Whoa! This is not good timing. On Tuesday, Guns & Ammo gushed "In 2014, Alabama residents voted overwhelmingly to adopt ballot initiatives to strengthen the right to keep and bear arms in the state as well as affirm the right to hunt.... Obtaining a CCW permit is quick and easy and does not require training."

The gun John Russel Houser used Thursday evening to shoot eleven innocents in a movie theater in Lafayette, Louisiana was a Hi-Point .40 caliber semiautomatic pistol which he bought legally in February 2014 from a pawn shop in Phenix City, Alabama.   Houser proceeded to take his own life, odd given as NRA Director Wayne LaPierre has put it, "The only thing that stops a bad guy with a gun is a good guy with a gun."  Perhaps, in the NRA's eyes, Houser was one of the good guys (photo from Ethan Miller/Getty Images, from shooting death in Las Vegas in June, 2014).

It wasn't so odd, though, that the killer purchased his weapon in Alabama, given that according to Mayors Against Illegal Guns, Alabama was in 2009 fifth in rate of gun exports, guns purchased in that state recovered after being used in a crime in another state.

Louisiana itself, however, is no slouch.   A state with arguably the most lax gun laws in the nation, Louisiana in 2010 ranked second in per capita gun deaths and in 2013 was the fifth most violent state in the union.

Still, blaming any one, or two, states for a murderous attack or rampage is a little like blaming a particular blizzard or hurricane on climate change.
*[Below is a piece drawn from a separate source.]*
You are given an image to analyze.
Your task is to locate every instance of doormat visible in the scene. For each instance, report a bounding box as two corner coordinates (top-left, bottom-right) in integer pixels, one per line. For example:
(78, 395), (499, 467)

There probably is an association, but can't be proven at the current rate of scientific knowledge.

We do know, however, that proliferation of firearms in a state increases total murders in that state, just as we know America's gun culture predisposes it to a higher rate of violence than virtually any other industrialized nation.  That helped prompt President Obama Friday to acknowledge

You mentioned the issue of guns, that is an area where if you ask me where has been the one area where I feel that I've been most frustrated and most stymied it is the fact that the United States of America is the one advanced nation on earth in which we do not have sufficient common-sense, gun-safety laws. Even in the face of repeated mass killings.

Even in the face of repeated mass killings.    It's not as if  we're completely incapable of responding to mass killings.  After Dylann Roof murdered nine individuals in an African Methodist Episcopal church in South Carolina, South Carolina removed the Confederate flag from the Capitol grounds, Mississippi is seriously considering removing the Confederate battle cross from its state flag, Tennessee may move from its State House a bust of a confederate general and early KKK leader, and five other states are examining their own flag.

But still we do nothing about guns and, unlike in years past, there is even little effort expended to debate firearm proliferation. With the lack of talk about guns, it almost seemed as if eleven people were bludgeoned to death in Charleston by a flag, for all the talk about guns. When the flag came down, liberals cheered, media gushed, and conservatives were accepting. State officials had done as they must, politically and ethically, so as not to continue giving offense, without ever conceding the flag was an emblem of treason.  The NRA celebrated- or would have, if it still believed death by gun, over and over, threatened its agenda.

It goes on an on and on.  So Guns and Ammo is guilty of terrible timing.... except that it doesn't matter anymore.